As the little wizard prattled on in his engineering reverie, the five listeners with half-closed eyes squirmed in discomfort.
“Imagine: each of the five computers — four primary and one backup — has as its heart a central processing unit. This CPU can perform 450,000 functions every second. The CPU’s talk to thirty-eight Shuttle systems. The link between the CPU’s and Shuttle’s subsystems are electronic relays called multiplexer-demultiplexers, or MDM’s. The computers speak to Shuttle over the MDM’s. The CPU’s think forty times faster than the computers used in the Apollo moon-landing spacecraft!
“The four, primary shuttle computers are completely isolated from the fifth computer. This fifth GPC is reserved for the backup computer system. The four primary GPC’s compare electronic notes among themselves. They actually vote on major flight-control decisions at least once every second. They synchronize themselves with each other three hundred times every second. And, they speak their computer language at the rate of 787,000 words per second.
“Now, here is my plan: The GPC’s have an internal separate Control Application Program. This is the computer program, about 400,000 written lines of it, which flies the shuttle’s re-entry profile into the atmosphere.
“Now, the programs and the re-entry trajectories are physically stored in two tape-recorder type, mass memory units, MMU’s. Shuttle’s operations sequences programs are stored in the MMU’s. The program software is subdivided into smaller core programs called major modes. The actual re-entry into the first fringes of the atmosphere is Major Mode 304…”
“Doctor, please!” the Admiral pleaded with his face in his large hands. “Get to it.”

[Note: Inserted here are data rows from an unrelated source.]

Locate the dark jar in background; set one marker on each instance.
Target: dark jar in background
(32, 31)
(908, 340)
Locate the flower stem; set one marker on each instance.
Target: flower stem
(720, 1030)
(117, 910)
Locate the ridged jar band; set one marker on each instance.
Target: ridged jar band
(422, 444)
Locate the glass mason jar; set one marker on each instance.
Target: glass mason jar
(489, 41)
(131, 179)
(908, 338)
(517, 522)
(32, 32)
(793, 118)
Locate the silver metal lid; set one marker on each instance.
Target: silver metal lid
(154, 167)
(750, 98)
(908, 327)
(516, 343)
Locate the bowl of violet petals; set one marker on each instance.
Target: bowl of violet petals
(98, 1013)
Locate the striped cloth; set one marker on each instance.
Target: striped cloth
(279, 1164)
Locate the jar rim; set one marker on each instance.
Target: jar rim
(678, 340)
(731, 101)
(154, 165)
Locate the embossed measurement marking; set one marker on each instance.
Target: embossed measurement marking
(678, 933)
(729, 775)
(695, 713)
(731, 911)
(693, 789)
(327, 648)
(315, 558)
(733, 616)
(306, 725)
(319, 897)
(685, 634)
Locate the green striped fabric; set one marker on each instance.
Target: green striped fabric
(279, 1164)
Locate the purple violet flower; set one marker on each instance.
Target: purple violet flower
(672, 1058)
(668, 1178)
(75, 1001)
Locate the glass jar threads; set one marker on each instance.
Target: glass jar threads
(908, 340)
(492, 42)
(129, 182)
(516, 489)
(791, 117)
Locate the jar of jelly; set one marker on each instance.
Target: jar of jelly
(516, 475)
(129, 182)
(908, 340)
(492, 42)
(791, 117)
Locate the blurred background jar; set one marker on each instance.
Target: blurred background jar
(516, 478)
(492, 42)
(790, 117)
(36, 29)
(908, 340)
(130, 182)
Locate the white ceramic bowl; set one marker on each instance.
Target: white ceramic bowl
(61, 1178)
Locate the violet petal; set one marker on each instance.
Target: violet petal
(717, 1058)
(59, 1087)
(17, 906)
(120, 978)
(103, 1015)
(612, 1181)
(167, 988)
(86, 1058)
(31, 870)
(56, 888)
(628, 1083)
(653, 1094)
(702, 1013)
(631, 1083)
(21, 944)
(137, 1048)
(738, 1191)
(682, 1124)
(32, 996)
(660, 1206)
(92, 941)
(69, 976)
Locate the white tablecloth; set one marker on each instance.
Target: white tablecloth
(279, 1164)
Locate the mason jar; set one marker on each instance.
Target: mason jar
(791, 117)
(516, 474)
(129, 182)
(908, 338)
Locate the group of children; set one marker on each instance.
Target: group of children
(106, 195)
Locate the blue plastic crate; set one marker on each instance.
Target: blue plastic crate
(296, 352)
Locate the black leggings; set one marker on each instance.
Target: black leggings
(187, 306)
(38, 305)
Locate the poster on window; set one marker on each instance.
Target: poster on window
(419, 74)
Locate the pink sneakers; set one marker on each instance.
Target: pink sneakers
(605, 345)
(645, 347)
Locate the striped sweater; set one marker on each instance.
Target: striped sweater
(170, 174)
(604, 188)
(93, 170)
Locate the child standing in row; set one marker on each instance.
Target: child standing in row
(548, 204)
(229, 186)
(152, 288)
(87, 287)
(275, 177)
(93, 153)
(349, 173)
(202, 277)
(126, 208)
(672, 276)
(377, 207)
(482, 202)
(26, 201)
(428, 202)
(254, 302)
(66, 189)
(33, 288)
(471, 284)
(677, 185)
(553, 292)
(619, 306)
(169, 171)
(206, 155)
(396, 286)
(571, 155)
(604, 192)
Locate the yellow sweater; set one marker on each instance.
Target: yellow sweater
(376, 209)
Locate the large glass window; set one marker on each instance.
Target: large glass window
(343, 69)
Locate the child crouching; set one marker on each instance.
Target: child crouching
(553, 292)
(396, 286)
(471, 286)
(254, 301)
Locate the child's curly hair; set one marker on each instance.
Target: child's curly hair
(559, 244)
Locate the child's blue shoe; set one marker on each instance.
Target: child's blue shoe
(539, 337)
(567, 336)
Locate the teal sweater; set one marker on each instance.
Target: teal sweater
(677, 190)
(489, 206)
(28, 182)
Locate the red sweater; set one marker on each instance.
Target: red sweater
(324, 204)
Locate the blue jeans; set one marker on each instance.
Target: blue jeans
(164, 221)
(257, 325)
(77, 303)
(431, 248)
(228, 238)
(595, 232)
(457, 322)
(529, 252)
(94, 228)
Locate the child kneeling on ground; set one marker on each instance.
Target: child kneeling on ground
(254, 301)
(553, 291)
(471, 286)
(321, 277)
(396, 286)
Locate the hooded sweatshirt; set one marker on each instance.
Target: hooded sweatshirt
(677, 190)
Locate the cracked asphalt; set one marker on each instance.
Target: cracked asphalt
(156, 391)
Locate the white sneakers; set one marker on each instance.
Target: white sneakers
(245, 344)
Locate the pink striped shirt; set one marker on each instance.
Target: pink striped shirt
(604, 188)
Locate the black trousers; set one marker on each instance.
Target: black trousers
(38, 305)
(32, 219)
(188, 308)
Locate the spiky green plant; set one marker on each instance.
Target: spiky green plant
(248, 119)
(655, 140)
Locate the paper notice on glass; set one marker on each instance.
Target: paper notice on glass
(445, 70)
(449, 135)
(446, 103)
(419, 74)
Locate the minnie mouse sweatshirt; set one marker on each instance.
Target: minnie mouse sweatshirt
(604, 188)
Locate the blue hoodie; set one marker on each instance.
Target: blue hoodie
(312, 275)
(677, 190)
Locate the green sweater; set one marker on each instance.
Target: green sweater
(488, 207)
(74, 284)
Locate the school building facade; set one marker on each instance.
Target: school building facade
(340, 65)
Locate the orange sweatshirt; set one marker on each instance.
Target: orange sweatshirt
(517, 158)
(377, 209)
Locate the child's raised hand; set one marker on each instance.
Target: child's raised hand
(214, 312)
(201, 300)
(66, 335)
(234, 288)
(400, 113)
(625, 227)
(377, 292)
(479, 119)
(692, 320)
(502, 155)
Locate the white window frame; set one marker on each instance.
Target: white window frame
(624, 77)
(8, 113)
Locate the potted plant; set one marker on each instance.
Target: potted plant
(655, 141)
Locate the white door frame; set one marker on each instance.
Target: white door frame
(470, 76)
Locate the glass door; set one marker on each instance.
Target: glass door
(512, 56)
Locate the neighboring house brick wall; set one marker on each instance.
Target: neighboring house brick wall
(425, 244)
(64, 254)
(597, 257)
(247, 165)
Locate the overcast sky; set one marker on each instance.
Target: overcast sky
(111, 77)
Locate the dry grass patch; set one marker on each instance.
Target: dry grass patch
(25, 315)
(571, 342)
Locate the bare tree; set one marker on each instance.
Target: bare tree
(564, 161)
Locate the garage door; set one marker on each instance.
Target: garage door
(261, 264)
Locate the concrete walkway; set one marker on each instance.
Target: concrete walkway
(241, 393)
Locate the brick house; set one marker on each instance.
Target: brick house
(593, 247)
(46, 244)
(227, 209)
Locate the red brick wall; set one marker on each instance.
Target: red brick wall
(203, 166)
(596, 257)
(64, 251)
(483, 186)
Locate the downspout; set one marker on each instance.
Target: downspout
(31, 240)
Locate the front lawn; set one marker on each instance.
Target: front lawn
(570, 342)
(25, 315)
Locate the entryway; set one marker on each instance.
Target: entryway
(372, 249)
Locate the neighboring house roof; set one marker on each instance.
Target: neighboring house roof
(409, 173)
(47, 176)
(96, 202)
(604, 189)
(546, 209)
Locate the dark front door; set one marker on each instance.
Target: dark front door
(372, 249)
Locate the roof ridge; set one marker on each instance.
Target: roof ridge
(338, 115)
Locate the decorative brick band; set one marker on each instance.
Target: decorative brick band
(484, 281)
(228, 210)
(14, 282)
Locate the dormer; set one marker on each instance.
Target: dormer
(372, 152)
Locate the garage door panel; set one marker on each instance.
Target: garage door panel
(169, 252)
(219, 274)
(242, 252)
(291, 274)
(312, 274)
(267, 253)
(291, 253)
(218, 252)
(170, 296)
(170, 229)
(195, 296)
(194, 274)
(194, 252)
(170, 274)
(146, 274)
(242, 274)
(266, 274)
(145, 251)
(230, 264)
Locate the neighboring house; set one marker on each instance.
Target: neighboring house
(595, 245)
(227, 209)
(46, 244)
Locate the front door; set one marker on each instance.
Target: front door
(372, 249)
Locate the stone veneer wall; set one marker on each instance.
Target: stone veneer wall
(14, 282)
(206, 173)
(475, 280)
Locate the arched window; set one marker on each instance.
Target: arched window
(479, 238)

“Well, all I have to do is tinker with this Major Mode 304. Put in a programmed sequence of re-entry flight maneuvers — put it into both the primary and the backup flight control systems, the BFS. Such maneuvers would subject Endeavor to lethal structural loads. Break the ship’s back, as it were…”
Five men grimaced.
“You see, re-entry is profoundly delicate for Shuttle, which comes home from orbit as a 100-ton glider without main engine power. It is flown with a maximum of three G’s. A load of only 3 and three-tenths G’s will fatally overload the wings and body of the shuttle. Program in a sudden dip of the nose from the normal, forty-degree, nose-up attitude down to say twenty degrees… and it is done. We call this maneuver an ‘alpha sweep.’ Takes only a few seconds. I figure an automatic, computer-induced pitch-over to twenty degrees would take two seconds, at most. The crew takes another second or two to realize that they have a flight-control system failure. Then another two or three second pull-up manually commanded by either pilot — it will be a reflexive pilot response. The high G load in the pull-up will do the job.”